I remember when I was in the fifth grade. It was in Oxford, NY where I grew up, at least through the 8th grade, after that we moved. My teacher was Mrs. Payne. At the time, if you'd asked, and I'd answered honestly, I'd have said she was a tough old bird, or something less flattering. She was very demanding, very demanding, always telling me that I needed to buckle down and start to live up to my potential. Also the only one that used the French pronuciation, saying my name, putting the accent on second syllable. Looking back a very special lady, who I didn't appreciate at the time.
I had a problem spelling the word mathematics. After the normal techniques failed, she discovered I had a weakness for Heath candy bars. So after that if I spelled it correctly she always gave me a Heath candy bar. Somehow after that I rarely misspelled mathematics.
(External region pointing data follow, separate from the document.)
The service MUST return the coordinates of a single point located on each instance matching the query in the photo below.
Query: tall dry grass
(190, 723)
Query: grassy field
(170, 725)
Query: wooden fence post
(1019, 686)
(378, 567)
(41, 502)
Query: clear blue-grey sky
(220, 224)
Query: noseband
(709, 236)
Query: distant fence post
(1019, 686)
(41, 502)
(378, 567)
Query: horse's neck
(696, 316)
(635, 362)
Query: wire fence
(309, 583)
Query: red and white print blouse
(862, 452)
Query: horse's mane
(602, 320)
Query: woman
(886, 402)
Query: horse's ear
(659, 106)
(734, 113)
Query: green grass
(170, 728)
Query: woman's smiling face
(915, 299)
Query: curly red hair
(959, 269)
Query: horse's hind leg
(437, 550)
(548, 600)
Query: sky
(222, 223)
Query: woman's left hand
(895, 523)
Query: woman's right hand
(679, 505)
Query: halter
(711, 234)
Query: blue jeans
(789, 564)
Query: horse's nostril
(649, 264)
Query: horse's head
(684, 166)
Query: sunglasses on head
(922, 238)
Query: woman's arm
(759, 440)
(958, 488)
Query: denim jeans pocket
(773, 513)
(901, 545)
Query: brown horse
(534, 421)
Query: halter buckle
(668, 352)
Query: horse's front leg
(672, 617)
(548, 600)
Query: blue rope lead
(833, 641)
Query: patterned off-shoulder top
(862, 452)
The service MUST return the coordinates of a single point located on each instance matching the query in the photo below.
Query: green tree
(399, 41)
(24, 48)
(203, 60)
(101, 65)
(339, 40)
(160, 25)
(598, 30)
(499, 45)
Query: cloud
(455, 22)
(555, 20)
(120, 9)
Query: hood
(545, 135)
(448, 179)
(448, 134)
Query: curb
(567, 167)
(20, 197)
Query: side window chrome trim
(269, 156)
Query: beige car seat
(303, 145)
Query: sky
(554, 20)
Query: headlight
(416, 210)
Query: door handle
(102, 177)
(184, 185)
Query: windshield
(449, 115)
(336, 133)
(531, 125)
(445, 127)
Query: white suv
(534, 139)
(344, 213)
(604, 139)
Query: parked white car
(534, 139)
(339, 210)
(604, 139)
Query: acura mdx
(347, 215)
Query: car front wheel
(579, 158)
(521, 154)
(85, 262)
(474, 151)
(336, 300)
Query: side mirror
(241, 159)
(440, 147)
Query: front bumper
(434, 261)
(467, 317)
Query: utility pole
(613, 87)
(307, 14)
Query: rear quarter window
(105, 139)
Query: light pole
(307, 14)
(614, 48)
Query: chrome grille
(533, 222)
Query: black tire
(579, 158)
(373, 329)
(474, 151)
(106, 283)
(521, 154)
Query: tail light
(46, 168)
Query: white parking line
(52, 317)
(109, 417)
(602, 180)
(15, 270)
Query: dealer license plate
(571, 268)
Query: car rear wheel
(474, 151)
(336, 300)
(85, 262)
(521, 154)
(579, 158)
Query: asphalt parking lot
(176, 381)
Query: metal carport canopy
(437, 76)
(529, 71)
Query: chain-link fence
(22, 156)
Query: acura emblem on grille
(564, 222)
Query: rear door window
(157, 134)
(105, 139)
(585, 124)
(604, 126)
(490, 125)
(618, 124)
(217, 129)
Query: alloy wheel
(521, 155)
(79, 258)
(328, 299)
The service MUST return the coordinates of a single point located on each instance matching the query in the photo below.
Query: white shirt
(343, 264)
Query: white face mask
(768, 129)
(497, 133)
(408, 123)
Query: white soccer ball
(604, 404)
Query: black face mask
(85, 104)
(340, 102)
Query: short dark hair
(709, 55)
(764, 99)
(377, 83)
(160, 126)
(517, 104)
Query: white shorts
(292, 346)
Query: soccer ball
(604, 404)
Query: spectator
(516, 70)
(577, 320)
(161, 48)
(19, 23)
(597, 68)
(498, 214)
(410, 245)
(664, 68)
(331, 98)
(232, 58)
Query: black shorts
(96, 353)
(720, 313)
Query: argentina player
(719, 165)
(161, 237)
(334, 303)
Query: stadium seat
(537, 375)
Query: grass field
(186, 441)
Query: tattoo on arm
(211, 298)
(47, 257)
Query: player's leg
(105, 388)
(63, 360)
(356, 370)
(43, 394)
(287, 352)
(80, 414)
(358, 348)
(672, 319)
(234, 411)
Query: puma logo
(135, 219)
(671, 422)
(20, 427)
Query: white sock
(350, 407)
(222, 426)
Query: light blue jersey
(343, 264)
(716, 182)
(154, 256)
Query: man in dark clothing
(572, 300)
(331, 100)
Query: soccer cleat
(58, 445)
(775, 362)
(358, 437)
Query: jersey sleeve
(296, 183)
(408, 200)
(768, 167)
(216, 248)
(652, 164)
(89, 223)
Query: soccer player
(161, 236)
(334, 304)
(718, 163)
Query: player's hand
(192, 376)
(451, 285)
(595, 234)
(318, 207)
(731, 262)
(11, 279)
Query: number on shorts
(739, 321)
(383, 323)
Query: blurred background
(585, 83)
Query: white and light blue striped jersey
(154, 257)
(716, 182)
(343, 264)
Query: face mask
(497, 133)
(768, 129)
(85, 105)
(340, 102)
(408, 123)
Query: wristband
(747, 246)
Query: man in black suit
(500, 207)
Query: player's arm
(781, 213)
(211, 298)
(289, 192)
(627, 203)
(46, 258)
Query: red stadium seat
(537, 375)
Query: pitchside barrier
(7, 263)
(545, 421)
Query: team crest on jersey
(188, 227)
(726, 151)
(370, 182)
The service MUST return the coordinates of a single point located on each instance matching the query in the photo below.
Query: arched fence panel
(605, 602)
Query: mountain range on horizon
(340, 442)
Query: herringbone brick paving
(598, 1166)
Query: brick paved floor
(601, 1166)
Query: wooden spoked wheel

I remember I sat in the middlle of the first row, right in front of her desk. She'd be at the blackboard teaching, lecturing and writing on the board. I can't count the times I'd suddenly be in another world, another place, another time. I might be myself, or someone else. I don't remember much it was 45 or 50 years ago after all. The thing was I'd suddenly start, almost jump, awake. I'd realize I'd been dozing, or daydreaming. Guilty, I'd look around, nobody seemed to have noticed. Nobody...amazing. I'd see Mrs. Payne talking, she didn't seem to have noticed either. It was double amazing, because it seemed to me that hours had passed, weeks even. But then I'd glance up at the big clock over the door, and the truth was it hadn't been more than a few second's possibly a couple of minutes, it seemed to have been a long time in my head, days, weeks, months, but only seconds, at most minutes, in real life, by the clock. Even more, that nobody had noticed.
It illustrates that time is deceptive, an illusion. I still vividly remember the feeling, that I had been living a different life, then was snatched out of it when I started awake, even so long ago.
Too, even now, back living so close to Oxford again, I often think about Mrs. Payne and wonder, she was one of my favorite teachers, one of the couple I even remember.